Fittingly for a finish outside the town’s famous Abbey, the finale was played out in a biblical downpour and it was Dutchman Jesper Asselman who emerged as the unlikely victor.
Asselman thwarted the sprinters by winning from a breakaway that had been at the front for most of the 182.5km slog from Doncaster, scene of Yorkshireman Harry Tanfield’s stage-one success in similar circumstances a year earlier.
It was a close run thing, Asselman almost being passed on the line by a charging peloton who had cut the break’s lead from almost two minutes inside the final 30km.
Yorkshire’s Gabriel Cullaigh, from Holmfirth, was the first British rider across the line in fifth, three places ahead of Tour de France legend Mark Cavendish.
Team Ineos, in their first ride since switching from the Sky brand, were the centre of attention throughout the stage, not for entirely positive reasons.
Manager Sir Dave Brailsford was dismissive of environmental protesters upset at new owner Sir Jim Ratcliffe’s connection with the fracking industry.
“I had to hunt them down first because I couldn’t find them,” he said after the stage finish.
“There was hardly anybody there, let’s be honest.”

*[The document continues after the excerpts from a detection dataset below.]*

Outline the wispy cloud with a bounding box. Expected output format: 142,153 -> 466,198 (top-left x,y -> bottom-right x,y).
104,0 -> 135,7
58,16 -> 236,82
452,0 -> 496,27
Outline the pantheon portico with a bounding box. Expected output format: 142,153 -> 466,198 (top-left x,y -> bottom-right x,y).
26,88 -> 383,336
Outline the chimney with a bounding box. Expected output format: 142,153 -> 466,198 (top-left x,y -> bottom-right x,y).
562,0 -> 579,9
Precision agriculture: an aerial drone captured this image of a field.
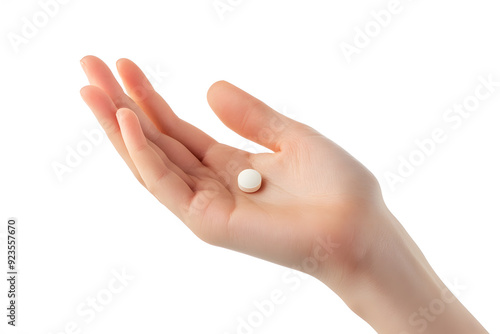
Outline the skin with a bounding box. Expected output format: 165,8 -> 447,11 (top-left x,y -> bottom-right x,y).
81,56 -> 486,334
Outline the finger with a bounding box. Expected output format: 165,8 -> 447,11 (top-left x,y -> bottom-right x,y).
80,56 -> 159,141
81,86 -> 194,187
117,108 -> 194,219
82,56 -> 204,173
116,59 -> 216,161
80,86 -> 144,185
207,81 -> 300,152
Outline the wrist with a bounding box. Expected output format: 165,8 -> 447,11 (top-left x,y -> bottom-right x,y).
323,210 -> 487,334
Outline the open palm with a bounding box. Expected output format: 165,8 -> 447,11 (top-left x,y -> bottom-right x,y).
81,56 -> 381,280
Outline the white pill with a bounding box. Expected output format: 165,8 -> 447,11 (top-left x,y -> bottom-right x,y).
238,169 -> 262,193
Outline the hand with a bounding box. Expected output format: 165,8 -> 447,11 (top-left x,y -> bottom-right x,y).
81,56 -> 484,333
81,56 -> 382,277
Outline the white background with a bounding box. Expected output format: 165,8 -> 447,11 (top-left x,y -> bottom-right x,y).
0,0 -> 500,334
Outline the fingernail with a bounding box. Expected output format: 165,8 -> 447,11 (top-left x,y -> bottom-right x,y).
116,109 -> 123,122
80,57 -> 87,71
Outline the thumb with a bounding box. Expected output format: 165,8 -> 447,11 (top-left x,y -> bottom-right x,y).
207,81 -> 300,152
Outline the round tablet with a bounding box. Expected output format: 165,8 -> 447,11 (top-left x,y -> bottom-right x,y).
238,169 -> 262,193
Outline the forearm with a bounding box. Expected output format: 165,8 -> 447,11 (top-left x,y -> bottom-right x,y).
325,213 -> 487,334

Brailsford insisted: “If we’d had any concerns [about launching in Yorkshire] we wouldn’t have done it.
“We were right not to have any concerns because people are here and they are enjoying it.”

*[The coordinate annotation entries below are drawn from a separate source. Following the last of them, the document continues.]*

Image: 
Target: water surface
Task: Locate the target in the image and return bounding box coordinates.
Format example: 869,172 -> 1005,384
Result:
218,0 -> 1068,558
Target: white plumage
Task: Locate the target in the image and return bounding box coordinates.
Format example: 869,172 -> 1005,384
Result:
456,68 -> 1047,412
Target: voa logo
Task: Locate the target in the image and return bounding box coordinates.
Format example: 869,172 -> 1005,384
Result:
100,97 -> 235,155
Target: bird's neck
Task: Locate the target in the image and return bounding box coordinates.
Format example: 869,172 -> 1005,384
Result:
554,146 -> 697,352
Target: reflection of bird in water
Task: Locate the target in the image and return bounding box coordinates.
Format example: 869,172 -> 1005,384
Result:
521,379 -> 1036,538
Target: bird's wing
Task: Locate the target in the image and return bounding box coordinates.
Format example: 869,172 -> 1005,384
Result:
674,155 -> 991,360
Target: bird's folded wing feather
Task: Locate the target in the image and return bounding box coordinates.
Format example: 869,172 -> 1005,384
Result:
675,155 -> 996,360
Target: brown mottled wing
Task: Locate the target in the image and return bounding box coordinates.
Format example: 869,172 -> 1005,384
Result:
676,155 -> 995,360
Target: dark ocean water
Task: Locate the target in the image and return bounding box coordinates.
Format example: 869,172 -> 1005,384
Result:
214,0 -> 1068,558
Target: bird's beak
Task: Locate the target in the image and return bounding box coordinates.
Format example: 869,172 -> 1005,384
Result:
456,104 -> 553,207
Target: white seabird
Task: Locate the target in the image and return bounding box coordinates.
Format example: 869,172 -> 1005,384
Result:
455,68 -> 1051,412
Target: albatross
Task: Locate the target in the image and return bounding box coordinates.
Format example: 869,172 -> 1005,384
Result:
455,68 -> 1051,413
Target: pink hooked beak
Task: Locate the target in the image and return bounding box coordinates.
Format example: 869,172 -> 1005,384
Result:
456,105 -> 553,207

Ineos’s four-time Tour de France winner Chris Froome is riding in Yorkshire for the first time since the Tour de France’s Grand Depart five years ago.

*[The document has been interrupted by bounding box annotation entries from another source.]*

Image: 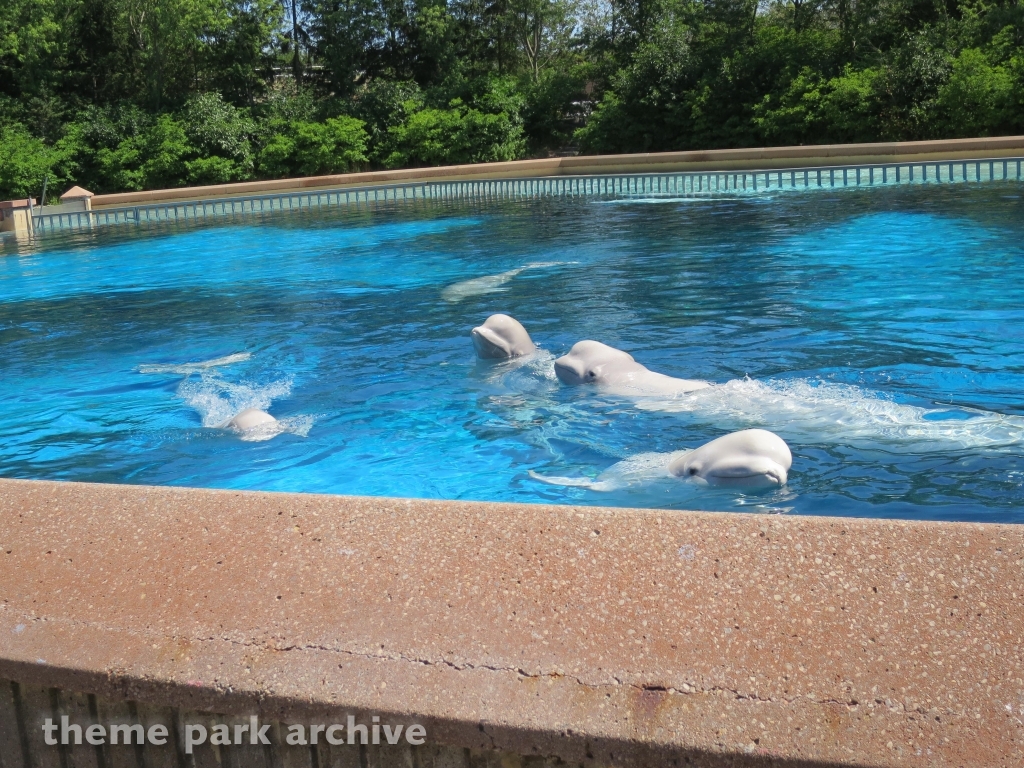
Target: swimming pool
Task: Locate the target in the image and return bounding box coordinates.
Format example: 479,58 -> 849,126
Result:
0,182 -> 1024,522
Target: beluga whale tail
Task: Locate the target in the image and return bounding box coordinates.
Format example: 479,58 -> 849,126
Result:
529,429 -> 793,492
555,340 -> 711,396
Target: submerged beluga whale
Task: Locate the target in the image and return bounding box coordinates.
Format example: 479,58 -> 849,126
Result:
555,340 -> 711,395
529,429 -> 793,492
441,261 -> 577,304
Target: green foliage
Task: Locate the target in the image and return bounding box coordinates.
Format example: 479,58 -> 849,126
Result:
260,116 -> 369,177
385,99 -> 525,168
0,123 -> 72,200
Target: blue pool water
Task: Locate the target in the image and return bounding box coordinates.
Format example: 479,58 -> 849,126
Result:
0,183 -> 1024,522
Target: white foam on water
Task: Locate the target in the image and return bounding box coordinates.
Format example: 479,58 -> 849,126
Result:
636,379 -> 1024,452
177,371 -> 313,441
487,348 -> 558,391
230,416 -> 313,442
138,352 -> 252,376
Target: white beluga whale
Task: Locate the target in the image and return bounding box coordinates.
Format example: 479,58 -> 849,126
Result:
441,261 -> 575,303
217,408 -> 278,432
669,429 -> 793,488
555,340 -> 711,395
470,314 -> 537,359
529,429 -> 793,492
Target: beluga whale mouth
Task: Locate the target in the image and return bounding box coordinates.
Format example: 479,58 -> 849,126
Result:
669,429 -> 793,488
529,429 -> 793,492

He said: “The weather was a bit grim, but the people were pretty friendly and it’s good to be here. It was good racing, solid racing, up and down all day.”
Yorkshire-based team SwiftCarbon were left kicking themselves after failing to get a rider in the break.
Team manager Paul Lamb reflected: “Initially I was really disappointed because it was something we planned.
“Quite a few of the other domestic UK teams got somebody up there.
“We did have a go, but we were a bit too keen and we went a bit too early and by the time the move did go we were on the backfoot and we missed it.
“We will have a talk about it. We should have been there, we’ve got the riders and the ability to be there and we should not have missed out. Having said that, with the torrential rain and standing water and gravel I am glad the guys have all got round in one piece.”
With three stages remaining, SwiftCarbon will try again.
“We are playing the long game,” Lamb added. “Stage four is the one, we are just going to bide our time and stage four we will be up there.”
The Women’s Tour de Yorkshire begins today, racing over the same course as the men’s stage two from Barnsley, skirting Leeds and tackling the Harrogate circuit, which will be used in this September’s world championship’s en-route to a finish in Bedale.